De la mer peu profonde aux montagnes
En collaboration avec une équipe de recherche internationale, Mathias Müller a reconstitué en détail quelles informations climatiques de la mer peu profonde de l'époque du Dévonien sont encore stockées dans la roche de la région de Hagen-Hohenlimburg et par quels processus et dans quelles conditions elles ont été modifiées depuis. Les chercheurs ont analysé de nombreux échantillons de roche collectés systématiquement dans la carrière de Steltenberg à l'aide de méthodes pétrographiques et géochimiques.
« Nous avons été surpris de constater que les changements dans la roche nous ont permis d’identifier un grand nombre d’événements géologiques significatifs, tels que l’ouverture de l’Atlantique Nord dans le jurassique et le début du plissement et du soulèvement ultérieur des Alpes à des centaines de kilomètres de là depuis la fin du Crétacé « La période dévonienne est une période de l’histoire naturelle », énumère Mathias Müller. Il considère que la datation radiométrique uranium-plomb est la clé de la classification chronologique des événements dits de surimpression stockés dans la roche. « Nous avons été particulièrement heureux de découvrir au cours de nos recherches que des informations climatiques de la période dévonienne peuvent encore être trouvées même dans des roches fortement surimprimées », souligne le chercheur.

Mathias Müller analyse les changements que les roches ont subis au cours de millions d'années. Crédit : RUB, Marquard
De la recherche climatique à l’énergie géothermique
Les résultats de l’étude sont également intéressants pour l’exploitation des roches pour la géothermie profonde, qui pourrait contribuer à la transition énergétique. Prédire quelles conditions seront rencontrées dans quelles zones du sous-sol a constitué jusqu’à présent un défi majeur pour les chercheurs. « En particulier dans les roches carbonatées, la surimpression diagénétique peut entraîner des phénomènes de précipitation et de dissolution dans la roche, ce qui peut avoir un effet dramatique sur la viabilité potentielle de l’énergie géothermique », explique Mathias Müller.

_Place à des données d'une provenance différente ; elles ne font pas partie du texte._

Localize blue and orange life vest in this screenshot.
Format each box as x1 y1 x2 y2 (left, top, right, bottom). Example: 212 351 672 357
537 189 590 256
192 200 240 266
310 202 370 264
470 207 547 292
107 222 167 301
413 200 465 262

Les résultats de l'étude actuelle permettent de tirer des conclusions optimistes selon lesquelles certains des processus caractérisés dans le sous-sol profond pourraient avoir augmenté l'utilisabilité de l'énergie géothermique. En collaboration avec des chercheurs de l'Institut de recherche Fraunhofer pour les infrastructures énergétiques et l'énergie géothermique IEG et du Service géologique de Rhénanie-du-Nord-Westphalie, Mathias Müller s'efforce actuellement de déterminer quelles implications les découvertes de la surface terrestre ont pour l'applicabilité de l'énergie géothermique en profondeur.